Good news is you can use genkernel to build kernel and initramfs, and since you seem to have already configured kernel you wouldn't have to do anything more than run 'genkernel --oldconfig all' (perhaps adding as well --no-clean to speed up the process). Or you can fairly easily build your own one and tailor it to your wants.

To make liveCD you just have to run 'mksquashfs <source root directory> <output filesystem image.sqfs>' - pretty straight-forward.

You might also try block level access to filesystem. Linux has a nice support for iSCSI, unfortunately I think that would require initramfs too, since you need some user-space tools to configure it, and it is less popular than NFS.

Anyway, don't be afraid of that initramfs thing, it takes a few MB and allows you run "weird" setups  :Wink:  so why not to take advantage of this.

----------

## eackad

Thanks for the help! I built the system files using genkernel (and added kernel support for squashfs) as you suggested and added the commands to the pxelinux as follows

pxlinux.cfg/default

 *Quote:*   

>  DEFAULT diskless
> 
> DISPLAY message.txt
> 
> PROMPT 10
> ...

 

I made the squashfs using: mksquashfs /nodeimage/ nodes.sqfs

The /nodes/base has the following files

 *Quote:*   

>  drwxr-xr-x  2 root root 4.0K Jun 30 11:42 bin
> 
> drwxr-xr-x  2 root root 4.0K Jun 30 07:54 dev
> 
> drwxr-xr-x 52 root root 4.0K Jul  8 10:40 etc
> ...

 

While /nodes/base/ has

 *Quote:*   

>  -rw-r--r-- 1 root root 1.3M Jul 21 09:41 initramfs-genkernel-x86_64-3.12.20-gentoo-nb
> 
> -rw-r--r-- 1 root root 5.4M Jul 21 09:41 kernel-genkernel-x86_64-3.12.20-gentoo-nb
> 
> -rw-r--r-- 1 root root  33M Jul 21 11:06 nodes.sqfs
> ...

 

The node finds the files displaying:

 *Quote:*   

> Loading base/kernel-genkernel-x86_64-3.12.20-gentoo-nb........
> 
> Loading base/initramfs-genkernel-x86_64-3.12.20-gentoo-nb....ready.
> 
> 

 

But it then complains:

 *Quote:*   

>  >> Attempting to mount NFS CD image on 10.0.0.1:/nodes/base with options ro,nolock, risze=1024,wsize=1024
> 
> >> Determining looptype ...
> 
> >> mounting squashfs filesystem
> ...

 

This is from the fstab on the nodes (/nodeimage/etc/fstab) shown in the first post. The /var/log/messgaes on the headnode remains:

 *Quote:*   

> Jul 21 11:17:53 deepthought dhcpd: DHCPACK on 10.0.0.3 to 00:25:90:2c:ff:06 via enp2s0f0
> 
> Jul 21 11:17:55 deepthought rpc.mountd[2713]: authenticated mount request from 10.0.0.3:836 for /nodes/base (/nodes/base)
> 
> 

  the only real difference is that there is only one call to the rpc.mountd (instead of multiple as before)

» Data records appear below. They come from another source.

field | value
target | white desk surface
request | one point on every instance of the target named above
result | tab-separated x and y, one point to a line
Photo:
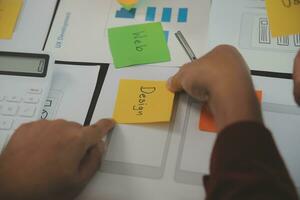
176	176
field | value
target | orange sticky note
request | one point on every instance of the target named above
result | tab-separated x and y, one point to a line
143	101
207	122
284	17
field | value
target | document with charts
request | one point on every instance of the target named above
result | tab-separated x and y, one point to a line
79	31
244	24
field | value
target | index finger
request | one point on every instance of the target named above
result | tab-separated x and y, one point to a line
174	83
95	133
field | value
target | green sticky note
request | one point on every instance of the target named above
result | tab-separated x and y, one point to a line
138	44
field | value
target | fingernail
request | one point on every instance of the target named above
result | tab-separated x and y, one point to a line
169	83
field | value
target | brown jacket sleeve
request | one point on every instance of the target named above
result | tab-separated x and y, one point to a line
246	164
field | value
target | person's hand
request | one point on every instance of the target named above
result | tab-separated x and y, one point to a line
222	78
296	77
49	160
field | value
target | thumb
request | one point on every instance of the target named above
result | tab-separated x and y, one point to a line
174	83
296	77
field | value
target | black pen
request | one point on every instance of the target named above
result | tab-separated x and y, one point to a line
185	45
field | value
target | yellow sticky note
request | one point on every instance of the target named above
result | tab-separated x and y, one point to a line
9	12
284	17
141	101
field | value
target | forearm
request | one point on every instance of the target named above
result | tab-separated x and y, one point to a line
246	164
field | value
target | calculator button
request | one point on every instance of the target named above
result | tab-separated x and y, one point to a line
15	99
31	99
27	110
35	91
10	109
5	124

There are few issues I do not understand about the above. 

1) Should the /nodes/base be mounted ro or should it be rw? 

2) Why does it mount the root system onto /newroot when I want it to be the /?

3) Why is /opt not mounted before /usr since it comes second in the fstab file and why doesn't it show up in /var/log/messages?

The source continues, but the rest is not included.